This section is from the book "Applied Anatomy: The Construction Of The Human Body", by Gwilym G. Davis. Also available from Amazon: Applied anatomy: The construction of the human body.
Three arteries supply the spinal cord, an anterior spinal in the median line of the anterior surface and two posterior spinal just behind the posterior spinal roots (Fig. 489). The veins are more numerous. They consist of three sets or plexuses, one on the cord in the meshes of the pia mater, another in the spinal canal between the dura mater and the bone, and the third on and around the outside of the vertebrae. The veins on the cord in the anterior and posterior median fissures communicate above with the veins of the medulla. The lateral veins empty through the radicular veins which accompany the spinal nerve roots. The veins in the spinal canal form anterior and posterior plexuses between the dura and bone and communicate with the extraspinal plexuses around the laminae and spinous processes posteriorly (dorsi-spinal veins) and the plexus around the bodies anteriorly.

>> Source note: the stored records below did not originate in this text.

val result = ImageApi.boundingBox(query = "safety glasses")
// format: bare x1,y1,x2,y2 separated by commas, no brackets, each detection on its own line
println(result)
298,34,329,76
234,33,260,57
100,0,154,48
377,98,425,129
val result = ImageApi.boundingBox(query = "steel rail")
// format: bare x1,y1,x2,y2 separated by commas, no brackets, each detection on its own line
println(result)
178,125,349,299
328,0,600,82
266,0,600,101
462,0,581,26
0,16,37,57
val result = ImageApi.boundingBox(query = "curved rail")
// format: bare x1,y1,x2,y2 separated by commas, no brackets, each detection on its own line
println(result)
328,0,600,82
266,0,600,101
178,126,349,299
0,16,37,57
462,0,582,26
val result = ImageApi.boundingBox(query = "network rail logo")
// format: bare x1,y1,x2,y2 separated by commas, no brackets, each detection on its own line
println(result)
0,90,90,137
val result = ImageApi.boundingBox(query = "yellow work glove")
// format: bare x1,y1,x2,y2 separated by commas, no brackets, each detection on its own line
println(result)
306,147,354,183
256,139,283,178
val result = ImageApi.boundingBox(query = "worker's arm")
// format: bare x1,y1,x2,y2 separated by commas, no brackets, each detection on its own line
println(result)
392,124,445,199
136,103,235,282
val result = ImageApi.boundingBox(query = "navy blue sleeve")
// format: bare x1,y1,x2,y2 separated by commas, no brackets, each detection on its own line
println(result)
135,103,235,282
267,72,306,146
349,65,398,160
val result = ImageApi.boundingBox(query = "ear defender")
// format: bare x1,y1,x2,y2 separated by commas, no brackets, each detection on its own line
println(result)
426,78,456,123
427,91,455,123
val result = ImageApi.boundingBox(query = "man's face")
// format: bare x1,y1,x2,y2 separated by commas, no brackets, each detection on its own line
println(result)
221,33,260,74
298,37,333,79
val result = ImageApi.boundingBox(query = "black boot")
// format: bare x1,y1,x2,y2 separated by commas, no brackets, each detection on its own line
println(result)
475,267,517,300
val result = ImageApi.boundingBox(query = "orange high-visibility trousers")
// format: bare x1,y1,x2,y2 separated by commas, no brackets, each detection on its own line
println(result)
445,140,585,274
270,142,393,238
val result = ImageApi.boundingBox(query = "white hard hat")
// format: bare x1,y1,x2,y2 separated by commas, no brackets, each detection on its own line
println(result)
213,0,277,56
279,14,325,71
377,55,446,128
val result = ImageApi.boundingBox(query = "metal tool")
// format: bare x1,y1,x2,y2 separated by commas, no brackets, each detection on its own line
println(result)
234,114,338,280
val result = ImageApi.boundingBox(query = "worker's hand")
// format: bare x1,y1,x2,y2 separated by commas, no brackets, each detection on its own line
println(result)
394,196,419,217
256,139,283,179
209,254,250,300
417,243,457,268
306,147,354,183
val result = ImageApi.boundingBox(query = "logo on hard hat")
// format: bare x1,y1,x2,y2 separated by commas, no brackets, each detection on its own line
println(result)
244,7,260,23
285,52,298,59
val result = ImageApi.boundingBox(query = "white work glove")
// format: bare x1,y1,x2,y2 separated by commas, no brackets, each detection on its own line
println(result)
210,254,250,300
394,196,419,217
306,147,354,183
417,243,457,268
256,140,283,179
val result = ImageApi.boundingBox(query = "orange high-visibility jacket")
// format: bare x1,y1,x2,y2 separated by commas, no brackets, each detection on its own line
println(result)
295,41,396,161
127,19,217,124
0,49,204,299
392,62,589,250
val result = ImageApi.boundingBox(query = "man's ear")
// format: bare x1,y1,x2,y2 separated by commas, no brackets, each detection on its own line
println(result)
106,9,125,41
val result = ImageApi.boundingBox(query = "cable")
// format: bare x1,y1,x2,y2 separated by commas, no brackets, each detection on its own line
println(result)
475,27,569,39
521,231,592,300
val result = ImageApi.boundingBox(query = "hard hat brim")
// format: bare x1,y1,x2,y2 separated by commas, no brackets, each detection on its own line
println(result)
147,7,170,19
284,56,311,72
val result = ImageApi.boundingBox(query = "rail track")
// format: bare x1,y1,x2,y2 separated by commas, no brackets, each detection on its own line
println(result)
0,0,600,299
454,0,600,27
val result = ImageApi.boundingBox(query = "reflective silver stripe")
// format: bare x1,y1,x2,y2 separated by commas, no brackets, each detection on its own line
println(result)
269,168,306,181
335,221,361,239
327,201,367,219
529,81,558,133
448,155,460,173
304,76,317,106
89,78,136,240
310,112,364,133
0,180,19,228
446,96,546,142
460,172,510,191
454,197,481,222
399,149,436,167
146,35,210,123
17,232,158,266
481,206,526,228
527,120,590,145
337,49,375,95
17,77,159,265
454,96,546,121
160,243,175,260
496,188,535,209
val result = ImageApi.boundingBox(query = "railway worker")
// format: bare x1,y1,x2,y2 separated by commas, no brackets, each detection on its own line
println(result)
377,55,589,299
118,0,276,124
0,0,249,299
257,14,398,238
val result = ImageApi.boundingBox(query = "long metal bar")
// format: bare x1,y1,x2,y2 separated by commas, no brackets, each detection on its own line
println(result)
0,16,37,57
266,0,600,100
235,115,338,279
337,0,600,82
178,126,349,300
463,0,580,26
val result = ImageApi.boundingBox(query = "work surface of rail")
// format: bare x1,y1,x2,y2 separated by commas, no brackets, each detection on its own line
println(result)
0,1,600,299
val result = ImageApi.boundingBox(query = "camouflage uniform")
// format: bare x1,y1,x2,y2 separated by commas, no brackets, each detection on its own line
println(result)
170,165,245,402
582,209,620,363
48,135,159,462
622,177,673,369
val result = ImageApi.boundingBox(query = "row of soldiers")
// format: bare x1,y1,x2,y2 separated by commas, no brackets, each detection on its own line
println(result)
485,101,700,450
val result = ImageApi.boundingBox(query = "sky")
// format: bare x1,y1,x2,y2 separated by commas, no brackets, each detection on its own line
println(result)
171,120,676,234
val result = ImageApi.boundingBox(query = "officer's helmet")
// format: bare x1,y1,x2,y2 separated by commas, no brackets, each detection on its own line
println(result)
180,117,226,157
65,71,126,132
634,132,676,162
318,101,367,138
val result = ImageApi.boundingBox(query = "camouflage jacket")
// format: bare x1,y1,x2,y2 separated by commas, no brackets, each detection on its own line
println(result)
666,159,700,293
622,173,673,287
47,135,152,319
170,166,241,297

Fig. 487. - Spinal cord enclosed in unopened dural sheath lying within vertebral canal; neural arches completely removed on right side, partially on left, to expose dorsal aspect of dura; first and last nerves of cervical, thoracic, lumbar. and sacral groups are indicated by Italic figures; corresponding vertebrae by Roman numerals. (Piersol).
Spinal hemorrhages, though sometimes caused by disease, are usually the result of injury. They frequently accompany fractures and dislocations. They may be either extradural, intradural, or in the cord - haematomyelia. They exist either coincident with the original injury or appear within a few hours.
Spinal hemorrhages are rarely large and those in the substance of the cord are the more common. They are usually venous. Extradural hemorrhage comes from the plexuses between the dura and bone and the clot may extend through the intervertebral foramina. It is usually of small extent and practically does not produce paralysis from pressure on the cord, hence operation for its relief is useless. Intradural hemorrhage comes from the vessels of the pia and may invade not only the subarachnoid but also the subdural space. It may remain localized at the site of injury or the blood may sink and fill a considerable portion of the spinal canal. Owing to the looseness of the cord in its dural sheath the hemorrhage spreads and does not usually give rise to pressure symptoms, hence operation is rarely advisable. Large hemorrhage sometimes comes down from cerebral apoplexy or injuries. Haematomyelia. - Hemorrhage into the substance of the cord may be caused by extension or accompany the contusion due to dislocation or fracture. The paralysis which follows serious injuries of the spine is usually due to hemorrhage into the gray or white matter of the cord. The gray matter being the softer is the more frequently affected, the blood penetrating it for quite a distance. Hemorrhage into the gray matter destroys it and produces an incurable paralysis. When into the white matter restoration of function through absorption may occur in from four to six weeks. In either case operation usually is of no service. The location of the hemorrhage will be revealed by the interference with the functions of the cord. The hemorrhage can occur in the form of a column of blood infiltrating the gray matter of several segments in one or both directions from the starting-point. The longer extension is usually toward the brain. It is usually limited to one side of the cord. Generally in small and sometimes in large hemorrhages the effect is mainly mechanical, but especially large hemorrhages may be surrounded by areas of softening.
Fig. 488. - Upper part of spinal cord within dural sheath, which has been opened and turned aside; ligamenta denticulata and nerve-roots are shown as they pass outward to dura. (Piersol).